Certaines particularités de sa facture apportent des éléments plus convaincants. Tout d'abord, la statue ne présente pas de mortaises qui eussent permis de rapporter la tête et les bras, selon un procédé courant et commode1. Or le sculpteur eut été bien audacieux de réaliser sa statue dans un seul bloc de marbre car, plus encore que sur une statue de grande taille, les coups de percussion de son travail pouvaient à tout instant briser le cou, et la taille des bras eut demandé une dextérité dont l'œuvre ne témoigne pas par ailleurs.

L'observation des sections des bras et du cou est plus édifiante encore. Bien que le temps ait pu émousser la pierre, le marbre n'y présente pas l'aspect cristallin de véritables cassures. Par contre, nous pouvons remarquer à ces endroits des traces de ciseau. Elles sont moins visibles au cou et au bras gauche, plus exposés au regard, mais particulièrement nettes au bras droit, dont on ne pouvait voir la section qu'en se plaçant en dessous de la statue. Là, les traces de l'outil sont régulières et l'on distingue encore le mordant du métal. Il apparaît ainsi que le sculpteur a aussi sculpté ces cassures, et que l'absence de tête et de bras est intentionnelle.

L'absence de toute trace d'éléments extérieurs à ce que nous connaissons de la statue et son manque de stabilité iraient aussi dans ce sens. La brisure des jambes deviendrait alors suspecte à son tour car aucun support, fût-il placé devant la déesse, ne saurait compenser un tel déséquilibre.
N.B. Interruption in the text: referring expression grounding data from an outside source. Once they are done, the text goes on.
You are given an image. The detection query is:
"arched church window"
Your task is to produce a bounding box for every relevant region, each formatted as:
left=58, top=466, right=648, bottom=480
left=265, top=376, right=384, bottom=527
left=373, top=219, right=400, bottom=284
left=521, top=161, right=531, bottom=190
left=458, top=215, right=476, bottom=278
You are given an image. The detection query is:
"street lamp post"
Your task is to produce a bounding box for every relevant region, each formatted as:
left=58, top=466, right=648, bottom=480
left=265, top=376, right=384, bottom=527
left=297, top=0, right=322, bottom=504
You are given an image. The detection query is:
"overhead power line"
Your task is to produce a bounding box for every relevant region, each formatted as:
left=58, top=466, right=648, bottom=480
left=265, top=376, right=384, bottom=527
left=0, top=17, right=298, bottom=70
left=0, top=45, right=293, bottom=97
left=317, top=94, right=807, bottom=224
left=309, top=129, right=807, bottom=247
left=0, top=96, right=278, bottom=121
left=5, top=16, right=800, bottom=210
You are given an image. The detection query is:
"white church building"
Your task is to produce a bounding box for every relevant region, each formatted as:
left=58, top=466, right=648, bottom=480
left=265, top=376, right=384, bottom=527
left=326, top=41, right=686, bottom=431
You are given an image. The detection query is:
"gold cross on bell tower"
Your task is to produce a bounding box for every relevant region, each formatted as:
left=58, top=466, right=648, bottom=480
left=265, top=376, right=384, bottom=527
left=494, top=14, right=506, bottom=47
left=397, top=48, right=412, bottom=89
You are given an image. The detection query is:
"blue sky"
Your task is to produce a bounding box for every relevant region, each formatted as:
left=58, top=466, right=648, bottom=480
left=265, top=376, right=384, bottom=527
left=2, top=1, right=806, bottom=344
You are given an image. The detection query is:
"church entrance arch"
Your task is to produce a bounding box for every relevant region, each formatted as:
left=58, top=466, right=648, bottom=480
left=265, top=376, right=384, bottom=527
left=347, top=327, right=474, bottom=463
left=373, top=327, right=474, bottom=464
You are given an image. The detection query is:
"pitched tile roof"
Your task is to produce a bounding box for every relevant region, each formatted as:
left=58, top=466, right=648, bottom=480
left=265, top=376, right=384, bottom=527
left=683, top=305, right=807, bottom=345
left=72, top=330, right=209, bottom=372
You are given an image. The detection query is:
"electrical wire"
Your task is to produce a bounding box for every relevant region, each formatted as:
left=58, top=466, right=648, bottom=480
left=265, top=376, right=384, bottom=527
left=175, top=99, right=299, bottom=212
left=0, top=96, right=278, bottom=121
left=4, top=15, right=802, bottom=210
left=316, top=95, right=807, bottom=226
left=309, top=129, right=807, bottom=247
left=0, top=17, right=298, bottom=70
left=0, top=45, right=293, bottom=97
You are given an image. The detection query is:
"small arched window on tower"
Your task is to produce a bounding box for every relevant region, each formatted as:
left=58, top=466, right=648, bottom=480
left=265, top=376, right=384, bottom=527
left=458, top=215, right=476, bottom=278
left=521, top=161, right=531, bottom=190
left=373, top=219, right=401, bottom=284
Il semblerait donc que la Vénus de Niederbronn ait été sculptée telle que nous la voyons, sans tête, ni bras, ni jambes. Dans cette hypothèse, nous sommes en droit de douter de son antiquité. La statue pourrait être un exercice de sculpteur : ceci en expliquerait les maladresses ou artifices et le peu de naturel de l'attitude, bien qu'on puisse s'étonner du choix d'un matériau aussi coûteux.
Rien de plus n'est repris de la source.